The Government Of China No Longer Makes Quarantine Rule Obligatory For Travelers, As China Now Has A Million Infections And Five Thousand Covid Deaths A Day
The Chinese government has removed the obligatory quarantine rule for travelers. China’s National Health Commission released a statement: “new coronavirus infection will no longer be included Quarantine infectious disease management stipulated in the Frontier Health and Quarantine Law of the People’s Republic of China.”
Reuters reports:
China will stop requiring inbound travellers to go into quarantine starting from Jan. 8, the National Health Commission said on Monday in a major step towards easing curbs on its borders, which have been largely shut since 2020.China’s management of COVID-19 will also be downgraded to the less strict Category B from the current top-level Category A, the health authority said in a statement, as the disease has become less virulent and will gradually evolve into a common respiratory infection.
Three years of zero-tolerance measures, from shuttered borders to frequent lockdowns, have battered China’s economy, fuelling last month the mainland’s biggest show of public discontent since President Xi Jinping took power in 2012.
But China made an abrupt policy U-turn this month, dropping nearly all of its domestic COVID curbs in a move that has left hospitals across the country scrambling to cope with a nationwide wave of infections.
This is happening at a time when China is getting about a million covid cases and five-thousand covid deaths every day, as we read in Bloomberg:
China is likely experiencing 1 million Covid infections and 5,000 virus deaths every day in what is expected to be the biggest outbreak the world has seen, according to a new analysis from Airfinity Ltd., a London-based research firm.
With such high infection rates, due to Chine lifting its strict quarantine rules (as a response to massive anti-covid rules riots), there are now concerns about a new variant of covid popping up. “We know that anytime the virus is spreading in the wild that it has the potential to mutate and to pose a threat to people everywhere,” State Department spokesman Ned Price said on Monday. The same Bloomberg article talks about how in the midst of this virus surge in China the US is relaxing measures against covid:
The US government is preparing to drastically reduce its role in fighting the Covid-19 pandemic even as an explosion of cases in China is raising fresh concern about the virus within the Biden administration.
Spending legislation that Congress is poised to send to President Joe Biden this week includes no new funds for vaccines, testing or treatments. The White House has signaled that Biden — who has declared the pandemic “over” — would sign the bill even though lawmakers spurned his request for $9.25 billion to keep shots and medications free.
The shift, driven by congressional penny-pinching, marks a political, economic and public health gamble.
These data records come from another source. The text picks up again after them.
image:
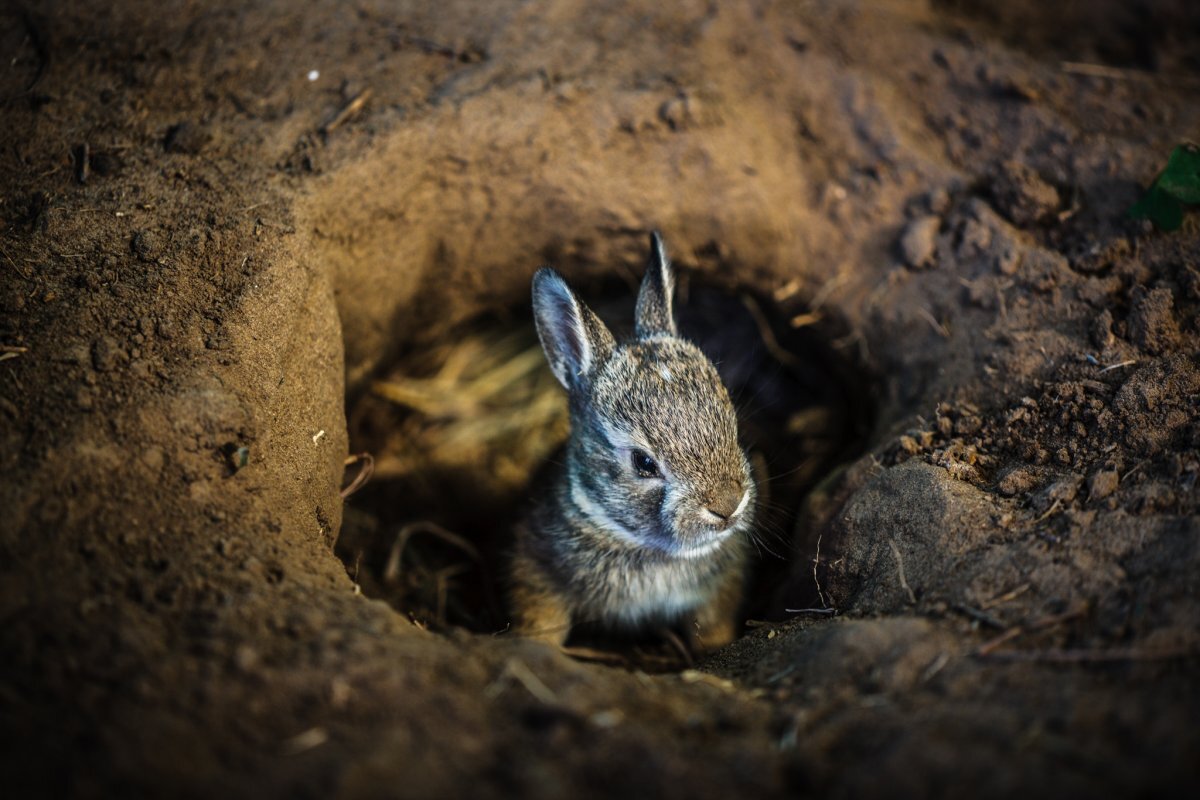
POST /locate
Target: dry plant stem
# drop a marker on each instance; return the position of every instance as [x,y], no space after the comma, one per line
[904,581]
[347,112]
[364,475]
[1091,656]
[989,647]
[1006,597]
[391,570]
[768,336]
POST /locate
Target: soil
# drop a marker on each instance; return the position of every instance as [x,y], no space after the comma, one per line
[222,224]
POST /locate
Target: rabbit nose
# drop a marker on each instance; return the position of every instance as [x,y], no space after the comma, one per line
[725,500]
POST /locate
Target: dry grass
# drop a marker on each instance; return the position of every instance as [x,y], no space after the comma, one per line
[491,407]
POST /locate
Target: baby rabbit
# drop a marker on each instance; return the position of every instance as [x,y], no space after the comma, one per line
[645,523]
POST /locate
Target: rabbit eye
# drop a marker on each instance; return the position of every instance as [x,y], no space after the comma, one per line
[645,465]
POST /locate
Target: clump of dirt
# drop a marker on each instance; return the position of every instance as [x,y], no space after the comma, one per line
[220,226]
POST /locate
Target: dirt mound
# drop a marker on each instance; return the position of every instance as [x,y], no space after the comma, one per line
[219,227]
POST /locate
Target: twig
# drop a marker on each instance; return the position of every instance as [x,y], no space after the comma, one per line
[1116,73]
[391,569]
[516,669]
[364,475]
[19,271]
[929,318]
[768,336]
[809,318]
[1117,366]
[676,643]
[1054,506]
[347,112]
[1006,597]
[979,615]
[816,560]
[987,648]
[1090,656]
[904,581]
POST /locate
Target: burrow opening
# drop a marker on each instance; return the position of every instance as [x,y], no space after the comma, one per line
[463,431]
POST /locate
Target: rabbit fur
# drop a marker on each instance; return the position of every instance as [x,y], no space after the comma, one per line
[646,522]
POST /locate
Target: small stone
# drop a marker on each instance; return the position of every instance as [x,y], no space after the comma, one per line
[1152,324]
[1007,258]
[918,244]
[1103,483]
[187,138]
[105,354]
[145,245]
[1021,194]
[1015,481]
[1101,330]
[245,657]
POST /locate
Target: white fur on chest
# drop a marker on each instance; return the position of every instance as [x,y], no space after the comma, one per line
[649,593]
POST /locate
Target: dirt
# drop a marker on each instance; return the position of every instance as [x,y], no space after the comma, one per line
[220,226]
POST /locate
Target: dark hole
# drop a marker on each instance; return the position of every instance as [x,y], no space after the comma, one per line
[429,534]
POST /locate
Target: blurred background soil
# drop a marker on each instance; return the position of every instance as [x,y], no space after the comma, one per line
[225,227]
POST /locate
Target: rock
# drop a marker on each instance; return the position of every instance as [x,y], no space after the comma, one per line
[1017,480]
[105,354]
[1101,330]
[1021,194]
[918,244]
[187,138]
[1103,483]
[145,245]
[1152,324]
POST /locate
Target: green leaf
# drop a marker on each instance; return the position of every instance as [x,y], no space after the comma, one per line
[1181,179]
[1158,206]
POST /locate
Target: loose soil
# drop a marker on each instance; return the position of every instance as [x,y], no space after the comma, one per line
[222,226]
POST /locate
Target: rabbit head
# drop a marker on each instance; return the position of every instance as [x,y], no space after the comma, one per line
[653,458]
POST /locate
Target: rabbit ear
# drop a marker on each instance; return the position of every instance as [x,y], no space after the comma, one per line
[654,312]
[575,341]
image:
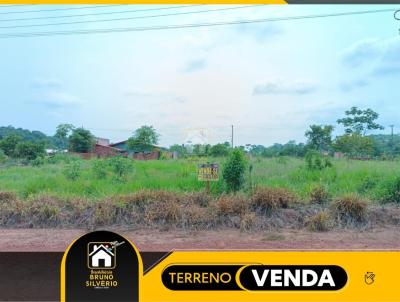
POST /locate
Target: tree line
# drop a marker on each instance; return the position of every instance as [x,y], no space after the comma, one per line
[354,142]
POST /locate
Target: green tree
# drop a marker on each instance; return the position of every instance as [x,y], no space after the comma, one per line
[30,150]
[319,137]
[360,121]
[81,140]
[355,145]
[234,169]
[9,143]
[143,138]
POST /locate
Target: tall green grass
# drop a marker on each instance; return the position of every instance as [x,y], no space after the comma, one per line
[369,179]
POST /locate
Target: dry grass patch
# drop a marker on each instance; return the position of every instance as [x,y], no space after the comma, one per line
[320,222]
[350,209]
[232,204]
[319,195]
[268,200]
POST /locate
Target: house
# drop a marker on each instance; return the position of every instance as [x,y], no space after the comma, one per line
[150,152]
[102,141]
[101,257]
[106,151]
[100,151]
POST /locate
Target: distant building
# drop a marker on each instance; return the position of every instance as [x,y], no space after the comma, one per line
[141,152]
[102,141]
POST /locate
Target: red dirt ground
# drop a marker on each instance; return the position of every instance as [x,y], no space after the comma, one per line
[387,238]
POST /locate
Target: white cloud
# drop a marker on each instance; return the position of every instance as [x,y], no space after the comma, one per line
[284,87]
[381,56]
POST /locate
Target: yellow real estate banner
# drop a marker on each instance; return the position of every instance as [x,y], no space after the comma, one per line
[93,270]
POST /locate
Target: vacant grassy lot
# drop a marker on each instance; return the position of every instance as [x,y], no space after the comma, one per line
[278,193]
[369,179]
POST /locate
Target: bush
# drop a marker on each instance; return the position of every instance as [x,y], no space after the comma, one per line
[37,162]
[319,194]
[319,222]
[350,209]
[99,168]
[391,191]
[268,200]
[81,141]
[233,171]
[247,221]
[7,196]
[316,161]
[72,171]
[120,166]
[231,205]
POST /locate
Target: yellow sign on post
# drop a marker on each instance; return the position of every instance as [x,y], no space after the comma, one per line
[208,172]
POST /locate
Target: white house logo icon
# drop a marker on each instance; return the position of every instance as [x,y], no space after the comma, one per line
[101,255]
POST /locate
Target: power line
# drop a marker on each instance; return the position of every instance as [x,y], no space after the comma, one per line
[131,18]
[182,26]
[99,13]
[14,5]
[58,9]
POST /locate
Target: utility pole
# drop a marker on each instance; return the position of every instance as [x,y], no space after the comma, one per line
[232,137]
[392,140]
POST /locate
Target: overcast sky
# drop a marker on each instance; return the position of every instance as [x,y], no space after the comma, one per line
[271,80]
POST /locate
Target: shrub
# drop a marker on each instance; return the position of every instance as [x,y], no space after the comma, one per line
[99,168]
[81,140]
[72,171]
[229,204]
[316,161]
[268,200]
[247,222]
[391,191]
[350,209]
[165,212]
[120,166]
[7,196]
[233,171]
[319,194]
[39,161]
[319,222]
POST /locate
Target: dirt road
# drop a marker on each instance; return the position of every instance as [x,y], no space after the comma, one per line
[153,240]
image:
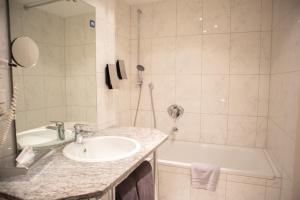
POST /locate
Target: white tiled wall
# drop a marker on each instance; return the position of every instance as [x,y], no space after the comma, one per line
[284,101]
[123,53]
[175,184]
[213,58]
[80,60]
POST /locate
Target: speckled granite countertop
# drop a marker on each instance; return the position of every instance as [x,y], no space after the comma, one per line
[57,177]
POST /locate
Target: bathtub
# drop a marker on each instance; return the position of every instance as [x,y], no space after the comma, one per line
[246,173]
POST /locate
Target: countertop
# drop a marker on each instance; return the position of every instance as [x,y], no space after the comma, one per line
[57,177]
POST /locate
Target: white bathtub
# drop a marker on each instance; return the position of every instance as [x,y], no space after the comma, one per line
[232,160]
[246,173]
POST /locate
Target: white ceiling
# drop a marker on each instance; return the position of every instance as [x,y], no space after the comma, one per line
[132,2]
[64,8]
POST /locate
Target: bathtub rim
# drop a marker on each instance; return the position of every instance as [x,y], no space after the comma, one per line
[230,171]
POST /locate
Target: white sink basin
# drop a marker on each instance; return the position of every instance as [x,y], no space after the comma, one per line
[102,149]
[42,137]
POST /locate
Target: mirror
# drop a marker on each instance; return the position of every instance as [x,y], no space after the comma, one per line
[25,52]
[60,90]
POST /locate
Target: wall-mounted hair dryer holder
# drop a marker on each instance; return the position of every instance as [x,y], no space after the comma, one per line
[175,112]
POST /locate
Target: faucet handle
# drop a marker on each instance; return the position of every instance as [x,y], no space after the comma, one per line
[78,127]
[58,123]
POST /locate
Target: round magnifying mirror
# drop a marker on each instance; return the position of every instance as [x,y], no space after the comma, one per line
[25,52]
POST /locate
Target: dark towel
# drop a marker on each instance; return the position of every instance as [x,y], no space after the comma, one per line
[144,181]
[127,190]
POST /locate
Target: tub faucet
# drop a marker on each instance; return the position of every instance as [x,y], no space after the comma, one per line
[60,127]
[78,133]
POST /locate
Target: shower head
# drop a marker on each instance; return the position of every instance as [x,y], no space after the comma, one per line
[140,68]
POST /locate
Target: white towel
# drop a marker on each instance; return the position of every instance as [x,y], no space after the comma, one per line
[205,176]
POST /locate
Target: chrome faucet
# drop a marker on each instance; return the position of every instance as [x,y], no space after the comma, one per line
[60,127]
[80,133]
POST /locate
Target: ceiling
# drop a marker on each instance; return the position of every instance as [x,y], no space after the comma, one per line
[63,8]
[131,2]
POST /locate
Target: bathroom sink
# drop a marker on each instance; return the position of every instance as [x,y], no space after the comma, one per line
[42,137]
[102,149]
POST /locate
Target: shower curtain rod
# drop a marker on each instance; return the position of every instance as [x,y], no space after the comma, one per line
[39,3]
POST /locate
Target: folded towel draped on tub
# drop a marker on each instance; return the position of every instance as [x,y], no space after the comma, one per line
[139,185]
[205,176]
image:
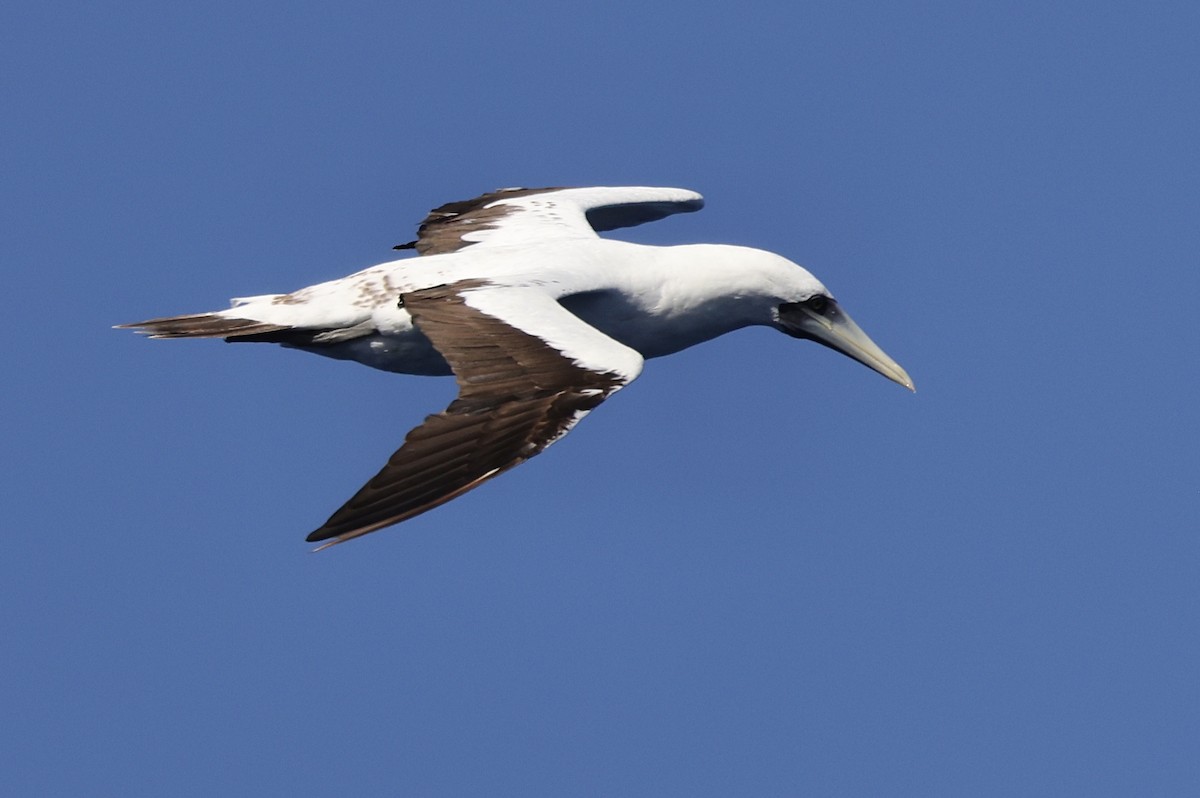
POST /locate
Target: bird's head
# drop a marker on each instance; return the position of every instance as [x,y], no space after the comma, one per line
[821,318]
[803,307]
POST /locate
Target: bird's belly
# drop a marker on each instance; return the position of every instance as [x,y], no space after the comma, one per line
[406,354]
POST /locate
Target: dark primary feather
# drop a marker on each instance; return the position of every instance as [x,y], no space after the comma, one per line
[516,396]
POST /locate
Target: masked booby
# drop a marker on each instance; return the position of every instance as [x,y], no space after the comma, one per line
[538,318]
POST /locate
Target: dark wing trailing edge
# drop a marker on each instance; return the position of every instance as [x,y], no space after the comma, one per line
[517,395]
[555,211]
[442,231]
The US Department of State has announced that all immigrant visa services in China have been suspended due to the covid surge:
The U.S. embassy in Beijing and the U.S. consulate general in Shanghai are further limited to providing passport and emergency services for U.S. citizens. Additionally, the U.S. consulate in Guangzhou, which is the only U.S. consulate in China that processes immigrant visas, has confirmed all immigrant visa services have been suspended and all existing visa appointments have been canceled. Applicants for nonimmigrant visas may reschedule their appointments on the U.S. consulate’s visa appointment website.
People in the US can still travel to China, which of course is cause for concern that another covid wave will cover the earth.